Thursday, December 17, 2009

Dollar optimism or Euro pessimism?

What is going on? We are having a dollar rally. The Euro is off approximately 5% from the highs earlier this month. There usually is dollar weakness as we enter the end of the year. There is really no strong change in the economic fundamentals. Yes, there was improvement in the unemployment rate and retail sales as well as a pop in PPI which suggest that the US economy is doing better. Confidence has risen and industrial production is up. Japan and Great Britain have showed numbers which are slightly negative. Europe seems to have slowed its positive momentum, so on a relative basis the US may be doing slightly better. All good signs which would suggests that risk-on trades should be forthcoming, but we are actually seeing positive dollar flows. The emerging market currencies have not seen the same sell-off as the G10. The really decline has been the EUR and JPY.

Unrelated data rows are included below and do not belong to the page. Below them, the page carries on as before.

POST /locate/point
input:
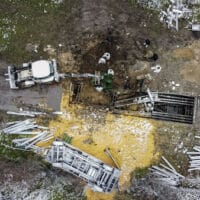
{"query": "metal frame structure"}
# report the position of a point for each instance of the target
(99, 176)
(163, 106)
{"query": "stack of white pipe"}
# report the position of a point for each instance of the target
(194, 158)
(29, 143)
(167, 173)
(20, 126)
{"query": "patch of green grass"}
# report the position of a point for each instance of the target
(140, 172)
(12, 154)
(39, 22)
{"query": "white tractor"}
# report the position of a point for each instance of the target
(38, 72)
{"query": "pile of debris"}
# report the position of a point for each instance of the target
(176, 10)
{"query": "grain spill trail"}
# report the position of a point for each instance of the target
(129, 138)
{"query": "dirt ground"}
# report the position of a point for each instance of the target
(77, 33)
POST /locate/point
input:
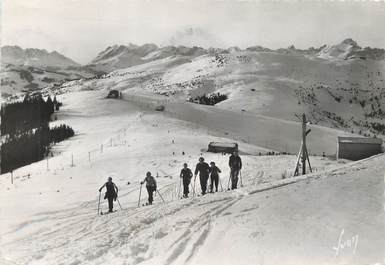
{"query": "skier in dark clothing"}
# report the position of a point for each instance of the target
(204, 169)
(150, 185)
(235, 164)
(186, 176)
(111, 193)
(214, 176)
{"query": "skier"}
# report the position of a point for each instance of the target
(186, 176)
(111, 193)
(214, 177)
(204, 169)
(235, 164)
(150, 185)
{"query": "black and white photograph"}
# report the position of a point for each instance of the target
(197, 132)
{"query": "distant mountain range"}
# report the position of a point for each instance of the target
(121, 56)
(33, 69)
(34, 57)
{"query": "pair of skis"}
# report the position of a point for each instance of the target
(140, 194)
(240, 178)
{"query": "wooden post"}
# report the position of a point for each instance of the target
(303, 144)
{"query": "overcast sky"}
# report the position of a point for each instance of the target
(82, 28)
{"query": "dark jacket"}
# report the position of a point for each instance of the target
(112, 190)
(150, 182)
(186, 174)
(203, 169)
(235, 162)
(215, 171)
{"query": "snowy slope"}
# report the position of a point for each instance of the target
(48, 216)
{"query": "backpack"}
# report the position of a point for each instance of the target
(151, 181)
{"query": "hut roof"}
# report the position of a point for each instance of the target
(359, 140)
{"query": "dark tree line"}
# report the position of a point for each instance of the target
(32, 112)
(210, 99)
(27, 136)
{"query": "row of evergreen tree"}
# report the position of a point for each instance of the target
(27, 136)
(32, 112)
(210, 99)
(31, 146)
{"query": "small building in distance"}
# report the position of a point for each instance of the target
(114, 94)
(218, 147)
(356, 148)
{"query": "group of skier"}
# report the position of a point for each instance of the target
(211, 172)
(205, 171)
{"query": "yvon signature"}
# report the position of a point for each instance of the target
(350, 243)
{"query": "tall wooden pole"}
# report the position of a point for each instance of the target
(304, 152)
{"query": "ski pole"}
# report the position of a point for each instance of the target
(220, 182)
(119, 204)
(240, 176)
(228, 184)
(99, 202)
(194, 185)
(180, 183)
(160, 196)
(140, 193)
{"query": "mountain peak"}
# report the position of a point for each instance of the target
(349, 41)
(34, 57)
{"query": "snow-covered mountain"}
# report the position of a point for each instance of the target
(121, 56)
(24, 70)
(34, 57)
(193, 36)
(349, 49)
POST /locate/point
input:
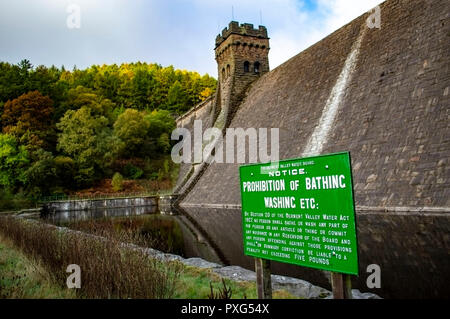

The current story seems to be driven by the sovereign risk issues of Greece which may also call into question the fiscal business as usual for the Japanese government. Investors are becoming more sovereign risk aware and the EU is being lumped into one big bundle. Looks like we are seeing euro flight and the only alternative is the dollar. Is this a real dollar rally or just s flight to quality reaction? The interest rate headwinds are large. The monetary and fiscal problems are large. The only positive for a continued rally is a a robust economy in the US relative to the rest of the world. I have been in the lazy V recovery camp so I have been skeptical of a dollar rally. I will have to look closely at the economic information in January. Short-term momentum will cause traders to be long dollars. The fundamentals are less clear.